Beyond Ranked Lists: The SARAL Framework for Cross-Lingual Document Set Retrieval

Shantanu Agarwal; Joel Barry; Elizabeth Boschee; Scott Miller

Beyond Ranked Lists: The SARAL Framework for Cross-Lingual Document Set Retrieval

Shantanu Agarwal, Joel Barry, Elizabeth Boschee, Scott Miller

TL;DR

This report outlines the team's novel approach to handle CLIR with emphasis in developing an approach amenable to retrieve a query-relevant document \textit{set}, and not just a ranked document-list.

Abstract

Machine Translation for English Retrieval of Information in Any Language (MATERIAL) is an IARPA initiative targeted to advance the state of cross-lingual information retrieval (CLIR).

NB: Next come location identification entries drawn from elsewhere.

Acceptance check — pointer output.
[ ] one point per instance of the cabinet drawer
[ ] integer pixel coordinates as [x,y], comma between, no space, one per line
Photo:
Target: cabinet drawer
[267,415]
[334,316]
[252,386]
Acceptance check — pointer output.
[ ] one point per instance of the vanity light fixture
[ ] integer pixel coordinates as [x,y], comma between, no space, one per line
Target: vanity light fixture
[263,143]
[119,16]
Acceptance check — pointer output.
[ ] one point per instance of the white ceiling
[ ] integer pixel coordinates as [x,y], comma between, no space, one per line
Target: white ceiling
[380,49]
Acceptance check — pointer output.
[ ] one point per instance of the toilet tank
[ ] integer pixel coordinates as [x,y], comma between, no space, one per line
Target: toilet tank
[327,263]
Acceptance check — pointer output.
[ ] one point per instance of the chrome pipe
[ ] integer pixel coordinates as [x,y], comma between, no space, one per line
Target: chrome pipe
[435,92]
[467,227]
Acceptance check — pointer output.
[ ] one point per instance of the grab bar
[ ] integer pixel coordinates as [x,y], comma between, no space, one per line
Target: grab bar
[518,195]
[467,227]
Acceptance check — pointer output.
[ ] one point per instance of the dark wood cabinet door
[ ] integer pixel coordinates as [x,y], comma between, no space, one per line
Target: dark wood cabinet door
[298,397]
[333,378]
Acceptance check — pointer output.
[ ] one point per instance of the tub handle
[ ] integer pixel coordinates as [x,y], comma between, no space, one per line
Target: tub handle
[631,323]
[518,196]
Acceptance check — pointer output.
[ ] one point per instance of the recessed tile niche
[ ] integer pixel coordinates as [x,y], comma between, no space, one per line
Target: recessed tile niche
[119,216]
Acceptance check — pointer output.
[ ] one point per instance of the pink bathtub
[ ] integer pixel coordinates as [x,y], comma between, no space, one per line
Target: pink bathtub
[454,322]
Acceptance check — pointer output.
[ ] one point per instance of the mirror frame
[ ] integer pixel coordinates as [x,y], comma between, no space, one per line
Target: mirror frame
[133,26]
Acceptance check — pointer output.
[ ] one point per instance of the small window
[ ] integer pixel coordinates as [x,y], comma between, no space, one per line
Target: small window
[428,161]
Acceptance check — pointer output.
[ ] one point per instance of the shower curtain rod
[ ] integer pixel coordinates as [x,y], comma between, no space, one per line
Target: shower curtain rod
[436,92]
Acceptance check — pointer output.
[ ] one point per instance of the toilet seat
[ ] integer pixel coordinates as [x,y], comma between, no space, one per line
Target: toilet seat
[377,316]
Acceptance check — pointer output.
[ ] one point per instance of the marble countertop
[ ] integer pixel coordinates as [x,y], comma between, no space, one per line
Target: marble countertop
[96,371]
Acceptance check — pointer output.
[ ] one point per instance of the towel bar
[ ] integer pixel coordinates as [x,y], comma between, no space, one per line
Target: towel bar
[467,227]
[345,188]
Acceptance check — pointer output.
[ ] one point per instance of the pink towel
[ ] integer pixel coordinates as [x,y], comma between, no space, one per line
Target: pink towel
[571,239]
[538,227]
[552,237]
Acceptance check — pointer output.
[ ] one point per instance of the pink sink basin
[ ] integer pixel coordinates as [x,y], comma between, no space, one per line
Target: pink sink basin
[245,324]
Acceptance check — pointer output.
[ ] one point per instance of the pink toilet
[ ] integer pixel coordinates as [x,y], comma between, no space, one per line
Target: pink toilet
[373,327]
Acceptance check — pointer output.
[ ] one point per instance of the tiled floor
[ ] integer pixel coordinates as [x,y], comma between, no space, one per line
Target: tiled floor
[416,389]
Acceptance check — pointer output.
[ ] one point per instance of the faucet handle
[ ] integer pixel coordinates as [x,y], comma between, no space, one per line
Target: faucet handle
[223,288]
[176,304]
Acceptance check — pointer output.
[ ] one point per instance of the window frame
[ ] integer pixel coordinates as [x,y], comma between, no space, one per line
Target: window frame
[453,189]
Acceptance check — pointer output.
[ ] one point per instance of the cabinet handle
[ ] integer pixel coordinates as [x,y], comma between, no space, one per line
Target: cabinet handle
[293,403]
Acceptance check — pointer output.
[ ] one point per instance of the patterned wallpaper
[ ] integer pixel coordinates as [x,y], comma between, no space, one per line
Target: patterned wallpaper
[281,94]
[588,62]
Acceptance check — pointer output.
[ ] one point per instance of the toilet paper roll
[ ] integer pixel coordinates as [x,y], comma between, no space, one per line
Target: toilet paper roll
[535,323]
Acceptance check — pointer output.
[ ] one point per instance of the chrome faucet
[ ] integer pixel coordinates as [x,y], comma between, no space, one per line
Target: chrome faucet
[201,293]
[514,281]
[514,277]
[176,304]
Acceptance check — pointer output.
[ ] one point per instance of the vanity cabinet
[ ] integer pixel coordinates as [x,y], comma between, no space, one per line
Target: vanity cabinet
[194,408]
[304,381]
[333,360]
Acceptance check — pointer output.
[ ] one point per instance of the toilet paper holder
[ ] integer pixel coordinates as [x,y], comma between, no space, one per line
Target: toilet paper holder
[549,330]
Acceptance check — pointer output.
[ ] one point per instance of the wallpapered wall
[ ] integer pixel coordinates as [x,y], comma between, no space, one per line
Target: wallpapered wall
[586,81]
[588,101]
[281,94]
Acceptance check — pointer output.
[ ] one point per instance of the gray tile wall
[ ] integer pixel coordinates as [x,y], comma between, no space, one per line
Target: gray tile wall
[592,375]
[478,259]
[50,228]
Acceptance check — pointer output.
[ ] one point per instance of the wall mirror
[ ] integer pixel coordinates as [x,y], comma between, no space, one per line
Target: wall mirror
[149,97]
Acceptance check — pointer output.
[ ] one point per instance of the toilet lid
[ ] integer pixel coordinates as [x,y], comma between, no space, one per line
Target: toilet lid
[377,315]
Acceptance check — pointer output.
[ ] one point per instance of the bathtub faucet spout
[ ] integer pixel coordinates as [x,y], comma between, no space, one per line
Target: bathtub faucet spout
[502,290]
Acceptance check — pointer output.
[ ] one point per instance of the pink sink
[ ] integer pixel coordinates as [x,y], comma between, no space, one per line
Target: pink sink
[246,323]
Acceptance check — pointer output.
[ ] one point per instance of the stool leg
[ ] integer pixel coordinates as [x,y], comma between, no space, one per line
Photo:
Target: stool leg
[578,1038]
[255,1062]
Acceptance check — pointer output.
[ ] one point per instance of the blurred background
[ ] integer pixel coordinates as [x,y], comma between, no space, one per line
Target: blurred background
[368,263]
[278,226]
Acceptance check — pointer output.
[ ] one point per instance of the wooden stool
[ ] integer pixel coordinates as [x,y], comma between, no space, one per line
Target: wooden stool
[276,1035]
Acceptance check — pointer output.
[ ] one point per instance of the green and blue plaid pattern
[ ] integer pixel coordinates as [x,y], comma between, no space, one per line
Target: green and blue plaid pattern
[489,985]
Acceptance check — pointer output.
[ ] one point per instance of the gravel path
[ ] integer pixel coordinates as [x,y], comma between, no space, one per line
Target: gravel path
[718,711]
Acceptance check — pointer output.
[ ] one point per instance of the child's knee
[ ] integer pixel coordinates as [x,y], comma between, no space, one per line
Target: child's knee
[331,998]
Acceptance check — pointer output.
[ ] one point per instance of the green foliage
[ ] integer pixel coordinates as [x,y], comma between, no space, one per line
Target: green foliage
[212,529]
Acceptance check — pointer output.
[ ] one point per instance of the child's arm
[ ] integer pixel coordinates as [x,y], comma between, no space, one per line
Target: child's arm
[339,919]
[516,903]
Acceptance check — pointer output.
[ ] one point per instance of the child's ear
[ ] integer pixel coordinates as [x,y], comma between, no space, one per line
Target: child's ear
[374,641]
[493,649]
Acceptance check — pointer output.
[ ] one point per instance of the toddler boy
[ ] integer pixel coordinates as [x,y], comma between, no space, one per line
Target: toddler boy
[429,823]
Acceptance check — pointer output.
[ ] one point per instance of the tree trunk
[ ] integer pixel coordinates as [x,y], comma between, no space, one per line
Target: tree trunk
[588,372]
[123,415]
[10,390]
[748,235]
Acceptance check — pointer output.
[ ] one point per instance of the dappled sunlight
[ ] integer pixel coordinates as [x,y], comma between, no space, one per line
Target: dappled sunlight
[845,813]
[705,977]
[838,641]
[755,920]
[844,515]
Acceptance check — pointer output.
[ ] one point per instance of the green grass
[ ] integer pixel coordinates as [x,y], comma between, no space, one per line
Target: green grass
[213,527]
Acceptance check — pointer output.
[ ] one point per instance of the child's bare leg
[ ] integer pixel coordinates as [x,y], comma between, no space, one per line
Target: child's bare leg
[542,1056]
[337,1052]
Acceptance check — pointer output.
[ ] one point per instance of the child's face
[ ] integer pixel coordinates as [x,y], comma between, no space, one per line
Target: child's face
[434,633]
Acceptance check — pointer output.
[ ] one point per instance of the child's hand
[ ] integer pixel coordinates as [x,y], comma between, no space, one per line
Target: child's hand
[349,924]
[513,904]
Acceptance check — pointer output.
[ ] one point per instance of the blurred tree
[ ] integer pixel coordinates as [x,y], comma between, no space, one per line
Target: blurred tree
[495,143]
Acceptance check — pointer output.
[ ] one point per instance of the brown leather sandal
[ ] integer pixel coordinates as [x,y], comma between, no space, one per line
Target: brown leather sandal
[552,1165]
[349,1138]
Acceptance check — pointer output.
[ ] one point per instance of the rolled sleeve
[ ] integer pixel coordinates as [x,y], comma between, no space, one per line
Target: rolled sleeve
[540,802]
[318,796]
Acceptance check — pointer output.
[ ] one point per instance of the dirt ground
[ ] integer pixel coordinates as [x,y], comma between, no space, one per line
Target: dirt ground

This report provides a detailed description of Information Sciences Institute's (ISI's) Summarization and domain-Adaptive Retrieval Across Language's (SARAL's) effort for MATERIAL. Specifically, we outline our team's novel approach to handle CLIR with emphasis in developing an approach amenable to retrieve a query-relevant document \textit{set}, and not just a ranked document-list. In MATERIAL's Phase-3 evaluations, SARAL exceeded the performance of other teams in five out of six evaluation conditions spanning three different languages (Farsi, Kazakh, and Georgian).